English Doujinshi: Fragments, by Aiwa (Umineko no Naku Koro Ni)

Finally, one of the first books from doujinPress. This new site makes it easier for fans around the world to sell original doujinshi, both by selling second-hand and handling print runs for artists.

So, my first question with this book was: How good’s their printing? With the book in hand, it looks pretty nice. It’s a proper off-set book, with a thick glossy (and beautiful) color cover. It also came with a neat postcard of Ange (for pre-orders only):

The b/w interior printing compares well to mass-market manga; it’s even better than some of Tokyopop’s lower quality.

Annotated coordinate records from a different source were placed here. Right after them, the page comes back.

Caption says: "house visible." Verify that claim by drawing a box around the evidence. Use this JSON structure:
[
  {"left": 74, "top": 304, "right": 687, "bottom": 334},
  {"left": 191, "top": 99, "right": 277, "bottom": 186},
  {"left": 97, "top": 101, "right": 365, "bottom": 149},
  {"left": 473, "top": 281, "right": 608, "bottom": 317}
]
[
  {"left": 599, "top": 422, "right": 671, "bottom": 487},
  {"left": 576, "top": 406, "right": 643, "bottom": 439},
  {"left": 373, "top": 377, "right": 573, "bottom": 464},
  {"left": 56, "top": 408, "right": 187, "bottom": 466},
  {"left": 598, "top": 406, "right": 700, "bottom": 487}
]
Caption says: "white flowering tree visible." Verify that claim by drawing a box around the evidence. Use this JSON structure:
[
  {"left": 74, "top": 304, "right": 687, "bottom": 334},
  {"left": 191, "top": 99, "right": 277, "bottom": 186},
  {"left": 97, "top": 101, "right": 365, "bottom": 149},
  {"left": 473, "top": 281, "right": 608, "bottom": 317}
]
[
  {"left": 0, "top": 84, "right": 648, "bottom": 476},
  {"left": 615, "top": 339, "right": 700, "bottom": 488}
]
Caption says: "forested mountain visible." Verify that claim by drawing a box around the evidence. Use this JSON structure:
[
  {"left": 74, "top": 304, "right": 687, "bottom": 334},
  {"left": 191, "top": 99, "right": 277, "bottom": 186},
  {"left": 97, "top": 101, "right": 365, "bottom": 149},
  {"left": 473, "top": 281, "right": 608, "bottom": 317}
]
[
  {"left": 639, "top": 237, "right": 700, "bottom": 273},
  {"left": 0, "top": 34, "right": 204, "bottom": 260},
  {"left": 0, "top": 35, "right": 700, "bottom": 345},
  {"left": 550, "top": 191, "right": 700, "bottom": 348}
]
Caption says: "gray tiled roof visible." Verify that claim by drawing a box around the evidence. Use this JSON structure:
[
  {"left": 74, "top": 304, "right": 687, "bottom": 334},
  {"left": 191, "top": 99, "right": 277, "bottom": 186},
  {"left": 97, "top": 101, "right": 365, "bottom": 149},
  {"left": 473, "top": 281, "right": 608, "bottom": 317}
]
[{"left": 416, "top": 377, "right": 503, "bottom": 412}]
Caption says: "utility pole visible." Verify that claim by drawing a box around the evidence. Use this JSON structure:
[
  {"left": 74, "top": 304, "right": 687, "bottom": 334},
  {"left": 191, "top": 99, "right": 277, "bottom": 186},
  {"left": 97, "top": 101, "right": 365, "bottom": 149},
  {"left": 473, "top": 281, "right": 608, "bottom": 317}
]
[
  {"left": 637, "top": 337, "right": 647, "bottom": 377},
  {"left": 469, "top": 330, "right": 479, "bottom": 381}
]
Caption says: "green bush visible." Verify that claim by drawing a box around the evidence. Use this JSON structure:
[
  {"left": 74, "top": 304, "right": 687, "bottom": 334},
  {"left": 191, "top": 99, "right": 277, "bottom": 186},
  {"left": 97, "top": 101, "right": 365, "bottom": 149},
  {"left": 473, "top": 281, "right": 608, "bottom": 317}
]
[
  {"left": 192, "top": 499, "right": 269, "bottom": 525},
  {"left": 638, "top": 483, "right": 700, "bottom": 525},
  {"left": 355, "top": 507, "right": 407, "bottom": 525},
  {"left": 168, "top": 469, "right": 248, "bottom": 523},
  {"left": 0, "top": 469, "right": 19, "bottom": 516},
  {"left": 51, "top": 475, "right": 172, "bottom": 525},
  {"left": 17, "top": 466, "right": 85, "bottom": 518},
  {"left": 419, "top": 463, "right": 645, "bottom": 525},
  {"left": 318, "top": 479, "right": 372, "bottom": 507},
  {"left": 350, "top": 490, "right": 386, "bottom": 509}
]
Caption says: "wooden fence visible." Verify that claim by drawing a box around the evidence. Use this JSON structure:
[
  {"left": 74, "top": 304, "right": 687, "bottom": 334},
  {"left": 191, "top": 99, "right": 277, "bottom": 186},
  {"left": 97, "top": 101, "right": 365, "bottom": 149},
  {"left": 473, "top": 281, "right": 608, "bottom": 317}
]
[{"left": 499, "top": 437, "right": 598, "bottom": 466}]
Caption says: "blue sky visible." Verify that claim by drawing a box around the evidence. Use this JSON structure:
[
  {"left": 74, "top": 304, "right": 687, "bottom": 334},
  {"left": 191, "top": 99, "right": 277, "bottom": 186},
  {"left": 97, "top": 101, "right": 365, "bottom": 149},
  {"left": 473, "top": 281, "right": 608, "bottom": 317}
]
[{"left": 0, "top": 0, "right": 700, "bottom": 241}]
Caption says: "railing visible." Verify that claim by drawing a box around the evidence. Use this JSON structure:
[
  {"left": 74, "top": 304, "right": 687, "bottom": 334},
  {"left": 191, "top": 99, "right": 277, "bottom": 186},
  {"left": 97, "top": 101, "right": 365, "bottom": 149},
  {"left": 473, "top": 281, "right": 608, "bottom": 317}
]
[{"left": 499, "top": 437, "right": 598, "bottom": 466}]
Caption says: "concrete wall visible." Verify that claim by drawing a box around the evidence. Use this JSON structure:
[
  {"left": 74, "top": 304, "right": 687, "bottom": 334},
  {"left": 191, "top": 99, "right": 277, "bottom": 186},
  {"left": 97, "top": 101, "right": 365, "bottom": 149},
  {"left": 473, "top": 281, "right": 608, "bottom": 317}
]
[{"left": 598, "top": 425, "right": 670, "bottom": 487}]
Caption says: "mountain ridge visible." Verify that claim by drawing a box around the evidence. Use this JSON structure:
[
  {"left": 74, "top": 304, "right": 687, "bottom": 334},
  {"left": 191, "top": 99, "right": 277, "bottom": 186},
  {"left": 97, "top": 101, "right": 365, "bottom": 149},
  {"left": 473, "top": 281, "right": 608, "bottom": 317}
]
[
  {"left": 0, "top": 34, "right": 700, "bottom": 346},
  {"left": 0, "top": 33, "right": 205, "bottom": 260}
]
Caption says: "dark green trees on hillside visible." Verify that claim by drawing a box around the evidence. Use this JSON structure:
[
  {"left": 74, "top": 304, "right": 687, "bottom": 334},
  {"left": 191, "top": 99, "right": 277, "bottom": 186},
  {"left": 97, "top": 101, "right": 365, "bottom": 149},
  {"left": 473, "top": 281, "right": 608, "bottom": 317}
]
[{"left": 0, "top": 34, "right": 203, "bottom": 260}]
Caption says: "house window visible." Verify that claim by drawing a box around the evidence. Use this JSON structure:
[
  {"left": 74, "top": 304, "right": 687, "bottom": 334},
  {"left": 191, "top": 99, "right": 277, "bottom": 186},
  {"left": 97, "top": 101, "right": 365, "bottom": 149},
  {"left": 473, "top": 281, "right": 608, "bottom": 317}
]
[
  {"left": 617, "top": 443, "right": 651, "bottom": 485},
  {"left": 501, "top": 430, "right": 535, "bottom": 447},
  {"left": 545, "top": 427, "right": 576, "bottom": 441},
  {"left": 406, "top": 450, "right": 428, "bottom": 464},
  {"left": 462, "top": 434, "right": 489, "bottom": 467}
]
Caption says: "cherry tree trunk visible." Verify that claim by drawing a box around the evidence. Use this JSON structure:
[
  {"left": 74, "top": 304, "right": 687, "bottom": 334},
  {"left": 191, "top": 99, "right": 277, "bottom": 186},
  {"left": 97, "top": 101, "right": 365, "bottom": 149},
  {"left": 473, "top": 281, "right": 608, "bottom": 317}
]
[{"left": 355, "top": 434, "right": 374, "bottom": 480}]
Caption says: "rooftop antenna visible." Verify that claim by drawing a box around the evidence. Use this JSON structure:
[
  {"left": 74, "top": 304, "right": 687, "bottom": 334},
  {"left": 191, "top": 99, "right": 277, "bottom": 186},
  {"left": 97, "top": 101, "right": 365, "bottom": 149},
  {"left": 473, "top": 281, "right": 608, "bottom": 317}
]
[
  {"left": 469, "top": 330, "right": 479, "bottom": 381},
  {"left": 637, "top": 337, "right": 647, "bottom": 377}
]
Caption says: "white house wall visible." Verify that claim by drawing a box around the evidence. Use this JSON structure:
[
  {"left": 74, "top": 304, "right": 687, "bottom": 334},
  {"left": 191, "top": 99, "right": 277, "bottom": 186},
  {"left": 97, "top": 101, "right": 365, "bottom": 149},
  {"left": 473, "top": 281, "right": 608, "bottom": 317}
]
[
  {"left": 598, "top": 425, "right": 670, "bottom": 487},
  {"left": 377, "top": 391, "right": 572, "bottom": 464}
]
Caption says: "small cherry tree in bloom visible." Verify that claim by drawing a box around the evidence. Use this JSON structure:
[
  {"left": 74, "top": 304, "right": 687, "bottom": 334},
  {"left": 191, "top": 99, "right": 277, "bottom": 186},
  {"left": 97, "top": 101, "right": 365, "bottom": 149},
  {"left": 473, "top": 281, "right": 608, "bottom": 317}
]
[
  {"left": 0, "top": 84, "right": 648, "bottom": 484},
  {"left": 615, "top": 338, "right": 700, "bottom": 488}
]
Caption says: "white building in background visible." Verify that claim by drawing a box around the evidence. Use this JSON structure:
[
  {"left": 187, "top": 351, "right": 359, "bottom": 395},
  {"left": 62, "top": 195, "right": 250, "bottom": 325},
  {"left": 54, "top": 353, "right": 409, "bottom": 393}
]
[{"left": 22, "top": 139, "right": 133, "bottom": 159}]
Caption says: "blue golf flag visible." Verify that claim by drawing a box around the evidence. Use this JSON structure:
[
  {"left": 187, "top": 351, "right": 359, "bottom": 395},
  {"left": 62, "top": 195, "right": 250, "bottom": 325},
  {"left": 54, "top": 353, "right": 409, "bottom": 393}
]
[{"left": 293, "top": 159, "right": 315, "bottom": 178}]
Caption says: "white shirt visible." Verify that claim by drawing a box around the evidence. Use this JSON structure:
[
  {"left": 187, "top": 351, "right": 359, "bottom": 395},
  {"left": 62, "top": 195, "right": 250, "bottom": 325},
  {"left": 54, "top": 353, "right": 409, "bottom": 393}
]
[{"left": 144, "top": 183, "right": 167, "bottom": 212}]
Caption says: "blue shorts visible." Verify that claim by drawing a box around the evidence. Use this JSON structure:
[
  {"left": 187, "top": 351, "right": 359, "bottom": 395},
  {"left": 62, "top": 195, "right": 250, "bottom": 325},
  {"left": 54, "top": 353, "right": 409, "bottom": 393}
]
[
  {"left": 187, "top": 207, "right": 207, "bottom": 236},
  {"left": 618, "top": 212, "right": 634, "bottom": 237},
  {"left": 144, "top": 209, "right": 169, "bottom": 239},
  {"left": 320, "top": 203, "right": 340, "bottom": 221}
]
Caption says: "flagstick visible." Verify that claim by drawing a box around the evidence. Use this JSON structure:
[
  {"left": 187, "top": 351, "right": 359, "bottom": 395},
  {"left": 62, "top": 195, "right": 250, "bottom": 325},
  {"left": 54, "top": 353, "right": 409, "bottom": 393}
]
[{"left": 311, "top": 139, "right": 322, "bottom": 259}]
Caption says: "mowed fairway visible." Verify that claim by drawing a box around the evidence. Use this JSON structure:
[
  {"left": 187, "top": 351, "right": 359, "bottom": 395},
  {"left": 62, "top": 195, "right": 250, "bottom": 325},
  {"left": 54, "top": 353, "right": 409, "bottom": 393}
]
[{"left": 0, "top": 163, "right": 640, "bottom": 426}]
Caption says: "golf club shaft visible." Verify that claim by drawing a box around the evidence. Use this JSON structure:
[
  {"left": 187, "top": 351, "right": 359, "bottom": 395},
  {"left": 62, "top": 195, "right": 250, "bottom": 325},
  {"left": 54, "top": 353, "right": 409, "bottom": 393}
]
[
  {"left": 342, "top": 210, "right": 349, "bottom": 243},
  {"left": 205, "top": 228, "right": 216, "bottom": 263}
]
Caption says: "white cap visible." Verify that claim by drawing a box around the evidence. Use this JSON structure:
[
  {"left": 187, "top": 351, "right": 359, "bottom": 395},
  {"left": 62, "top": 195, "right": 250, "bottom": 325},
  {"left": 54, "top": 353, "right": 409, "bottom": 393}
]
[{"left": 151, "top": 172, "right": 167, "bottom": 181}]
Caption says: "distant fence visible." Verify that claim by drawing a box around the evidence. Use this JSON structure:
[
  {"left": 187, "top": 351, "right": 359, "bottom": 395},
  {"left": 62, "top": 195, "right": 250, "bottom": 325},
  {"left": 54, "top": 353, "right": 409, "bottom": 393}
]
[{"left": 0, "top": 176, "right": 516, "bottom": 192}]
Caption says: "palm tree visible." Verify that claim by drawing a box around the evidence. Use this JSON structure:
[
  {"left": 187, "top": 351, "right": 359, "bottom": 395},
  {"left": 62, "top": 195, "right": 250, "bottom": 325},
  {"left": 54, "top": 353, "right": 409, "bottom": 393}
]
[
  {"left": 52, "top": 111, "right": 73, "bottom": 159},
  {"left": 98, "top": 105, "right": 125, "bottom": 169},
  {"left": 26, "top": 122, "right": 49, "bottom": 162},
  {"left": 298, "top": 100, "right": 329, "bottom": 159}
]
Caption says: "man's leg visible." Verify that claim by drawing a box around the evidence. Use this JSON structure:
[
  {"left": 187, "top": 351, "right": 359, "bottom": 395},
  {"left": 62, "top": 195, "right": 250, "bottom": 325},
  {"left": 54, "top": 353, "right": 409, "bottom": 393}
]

The content is just as impressive. I’ve been following Aiwa’s art for a while, on her Pixiv and deviantArt pages. It’s incredibly cute, but also with a good eye for composition. She could be a professional manga artist with the stuff here. The story is broken up into three short vignettes: Shannon’s day off with Yasu, Battler and Beatrice’s memories, and a young Eva struggling against gender discrimination. The cover might seem all cute, but it’s a mix of light and dark, more bittersweet than just sweet. With their shortness, they can’t draw the reader in as much as they could. But they’re still some interesting takes on the characters; I especially liked Yasu’s story.

The book’s only other imperfection is the English. Aiwa’s native language is Spanish, so the English this book is entirely written in can feel slightly awkward. It’s not that it’s written poorly, mind you…just not as well as it could be. Over all, it’s a great book. If you’re a fan of Umineko, you should definitely get it.

Aiwa has also uploaded an earlier Umineko doujinshi, “One Winged Eagle,” on her new Tumblr account. It’s also quite good, and more gag-oriented than “Fragments.”

I’ll be following DoujinPress in the future. I think it could do a lot for encouraging doujin culture outside Japan. Plus it has a focus on yuri doujinshi, which works for me. There are two things about the site, though, that give me pause:

1. The cut of profits that the artist gets in sales seems rather small. Although this is balanced by the artist not worrying about costs, since DoujinPress handles all the printing, stocking, shipping, etc. It might still be better for the artist than other options.
2. They refuse to accept any doujinshi containing rape, or which “extraordinarily sexually objectify women or men.” So they’re not a conduit of completely free expression; all those ahegao-packed ero doujinshi will have to find somewhere else.

So doujinPress is no final solution for original doujinshi, but it’s an interesting step forward.

I also got two English Madoka Magica doujinshi in the same order: “Soul Wishes” by Kenneos and “Erinnerungen Ferne” by Hinagi. I won’t be reading or reviewing them yet, though…I don’t watch fansubs, so I’m still waiting for Aniplex USA to release it on BD here (woot). They look pretty good, too, though.